Je voulais aller voir ce que devenait le couvent des Dominicains, rue de Joyeuse. Là où on prévoit la construction d’une résidence prétendue haut de gamme. Je n’ai rien vu. Certes, on s’y s’active, mais portes closes. A l’arrière, rue Sainte-Marie, côté du grand jardin, rien n’est démarré. A voir l’affaire affichée sur les panneaux apposés aux murs, il faut s’attendre au pire. Des balcons de la résidence, les chers enfants pourront voir les fesses des apollons de la sculpture-fontaine, plus celles d’un taureau et d’un cheval. Il ne faudra pas que les parents se plaignent s’il leur faut répondre à des questions oiseuses.

Je suis passé par le square André-Maurois, lequel semble toujours (de façon perpétuelle) à l’abandon. Sous le péristyle de l’ancienne école de pharmacie sommeillent des chats monstrueux. Ils sont là, protégés de hautes barrières, au milieu de vieux cartons de couchage et de gamelles débordantes de croquettes. André Maurois, polygraphe oublié mais autrefois fameux, n’a-t-il pas écrit Destins exemplaires ? Il doit s’agir de ça.

La rue Beauvoisine, autrefois animée, n’est plus qu’une vieille dame esseulée et tremblotante. Encore quelques années et ça sera fini. Le collège Bellefonds est, paraît-il, fermé. On y attend, là encore, une résidence. Tout le religieux est vendu aux promoteurs. En priorité, dira-t-on. Les sociologues de demain auront à l’expliquer. Et avec autre chose qu’une déchristianisation liée à l’appât du gain.

Il existait autrefois, un artiste incertain donnant des cours de dessin aux jeunes gens.
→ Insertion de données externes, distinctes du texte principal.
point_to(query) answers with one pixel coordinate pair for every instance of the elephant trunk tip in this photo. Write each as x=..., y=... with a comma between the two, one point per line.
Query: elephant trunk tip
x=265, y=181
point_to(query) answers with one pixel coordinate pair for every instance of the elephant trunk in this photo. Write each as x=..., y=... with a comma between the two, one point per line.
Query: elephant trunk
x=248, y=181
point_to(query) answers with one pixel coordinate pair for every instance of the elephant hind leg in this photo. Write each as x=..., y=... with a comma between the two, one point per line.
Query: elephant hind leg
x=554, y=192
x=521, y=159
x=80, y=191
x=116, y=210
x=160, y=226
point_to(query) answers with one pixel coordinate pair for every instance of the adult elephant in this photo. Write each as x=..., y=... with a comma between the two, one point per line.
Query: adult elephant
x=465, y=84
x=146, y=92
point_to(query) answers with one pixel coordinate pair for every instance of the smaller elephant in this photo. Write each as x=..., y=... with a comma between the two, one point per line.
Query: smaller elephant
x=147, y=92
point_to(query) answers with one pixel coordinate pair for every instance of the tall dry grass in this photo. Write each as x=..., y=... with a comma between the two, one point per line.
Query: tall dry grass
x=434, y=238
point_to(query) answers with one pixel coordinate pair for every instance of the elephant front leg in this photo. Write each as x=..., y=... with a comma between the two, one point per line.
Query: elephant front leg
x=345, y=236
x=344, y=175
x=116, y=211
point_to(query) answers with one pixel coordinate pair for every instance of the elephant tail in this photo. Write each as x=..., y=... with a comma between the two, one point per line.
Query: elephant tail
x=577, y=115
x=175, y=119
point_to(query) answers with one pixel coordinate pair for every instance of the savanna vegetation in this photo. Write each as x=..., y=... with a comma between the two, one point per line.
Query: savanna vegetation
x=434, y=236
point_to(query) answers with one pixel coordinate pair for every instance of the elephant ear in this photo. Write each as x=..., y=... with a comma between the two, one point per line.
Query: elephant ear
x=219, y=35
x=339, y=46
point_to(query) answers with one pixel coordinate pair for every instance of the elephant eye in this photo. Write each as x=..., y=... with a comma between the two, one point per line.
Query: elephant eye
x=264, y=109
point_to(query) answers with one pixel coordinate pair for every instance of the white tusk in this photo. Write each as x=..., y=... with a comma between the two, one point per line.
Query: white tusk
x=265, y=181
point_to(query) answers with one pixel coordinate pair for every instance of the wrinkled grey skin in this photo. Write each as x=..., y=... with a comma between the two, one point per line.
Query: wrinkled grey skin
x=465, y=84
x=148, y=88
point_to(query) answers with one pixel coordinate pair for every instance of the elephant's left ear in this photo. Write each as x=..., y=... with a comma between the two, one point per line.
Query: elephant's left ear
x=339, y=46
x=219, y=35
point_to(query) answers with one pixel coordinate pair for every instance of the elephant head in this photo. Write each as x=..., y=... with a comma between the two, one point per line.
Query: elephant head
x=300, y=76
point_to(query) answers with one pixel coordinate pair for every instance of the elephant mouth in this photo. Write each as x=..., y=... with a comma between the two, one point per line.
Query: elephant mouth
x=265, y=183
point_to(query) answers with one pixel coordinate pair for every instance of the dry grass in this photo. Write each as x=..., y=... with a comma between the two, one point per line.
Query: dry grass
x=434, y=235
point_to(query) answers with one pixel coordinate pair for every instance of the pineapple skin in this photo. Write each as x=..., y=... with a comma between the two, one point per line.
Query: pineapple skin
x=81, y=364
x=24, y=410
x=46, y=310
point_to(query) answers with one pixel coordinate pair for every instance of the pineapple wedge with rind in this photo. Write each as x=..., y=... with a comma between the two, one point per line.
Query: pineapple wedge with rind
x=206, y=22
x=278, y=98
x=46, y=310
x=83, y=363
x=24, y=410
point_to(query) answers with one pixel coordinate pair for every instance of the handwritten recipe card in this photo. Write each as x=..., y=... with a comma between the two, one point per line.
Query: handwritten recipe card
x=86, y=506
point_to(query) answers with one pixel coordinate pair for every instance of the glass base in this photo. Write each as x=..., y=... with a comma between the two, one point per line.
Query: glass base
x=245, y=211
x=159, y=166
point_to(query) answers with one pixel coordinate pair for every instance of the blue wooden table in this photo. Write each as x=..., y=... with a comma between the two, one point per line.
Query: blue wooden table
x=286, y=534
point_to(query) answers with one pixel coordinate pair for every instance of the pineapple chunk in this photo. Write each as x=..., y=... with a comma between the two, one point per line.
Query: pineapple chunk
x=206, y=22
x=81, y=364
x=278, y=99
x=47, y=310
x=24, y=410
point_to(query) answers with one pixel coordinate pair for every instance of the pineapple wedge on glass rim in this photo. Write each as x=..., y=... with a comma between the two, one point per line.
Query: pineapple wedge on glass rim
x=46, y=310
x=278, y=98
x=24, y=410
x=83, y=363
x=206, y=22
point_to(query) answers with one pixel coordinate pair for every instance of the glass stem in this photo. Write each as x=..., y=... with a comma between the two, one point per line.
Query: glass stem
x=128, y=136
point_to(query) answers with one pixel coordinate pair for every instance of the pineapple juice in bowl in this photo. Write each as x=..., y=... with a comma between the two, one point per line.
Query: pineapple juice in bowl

C’était l’académie Lazlo Mindszenty, nom pompeux pour quelqu’un qui ne l’était pas. Les lieux sont devenus une sorte de pub à l’enseigne d’Emporium Galorium. Curieux nom, dira-t-on. Pas tant que ça. On a beau débiter de la bière et accueillir de fracassants concerts (paraît-il) on n’en a pas moins des Lettres.

Ainsi la rue Beauvoisine a-t-elle les faveurs de celui dont on ne doit pas prononcer le nom. Ceci explique cela ? Sans doute. Dépassons ce bouquiniste, célébré pour mettre chaque soir, devant la porte, autant de livres invendus qu’invendables. C’est (parait-il, encore) le rendez-vous d’étudiants lecteurs. La fille de mon aide-ménagère s’y fournit avec un certain bonheur. L’autre jour, de sa besace, elle sort : La Condition ouvrière, Le Maître et Marguerite et Histoire d’O. Qu’auriez-vous dit à ma place ? Rien. Vous avez raison.

A tout prendre, ces titres, laissés à qui les veux, confirment le pacte secret que la rue semble avoir signé (ceci indiqué pour les sociologues). Mais continuons et tournons à la rue d’Ecosse. Encore un couvent résidentiel (ou une résidence conventuelle ?), celle autrefois dite de La Compassion. Puis la rue du Rempart-Bouvreuil (une pensée pour le Home Bouvreuil où j’ai failli finir mes jours, histoire à raconter). Enfin la descente vers le square Verdrel. Là, on s’active autour du prochain événement « vous savez quoi ». Et événement dont je me refuse à prononcer le nom.

Cinq heures ! Il est temps que je rentre. Ma présente promenade quotidienne (indispensable d’après mon médecin) ne m’aura guère été profitable. Oui, si le passé s’y met aussi, je suis foutu.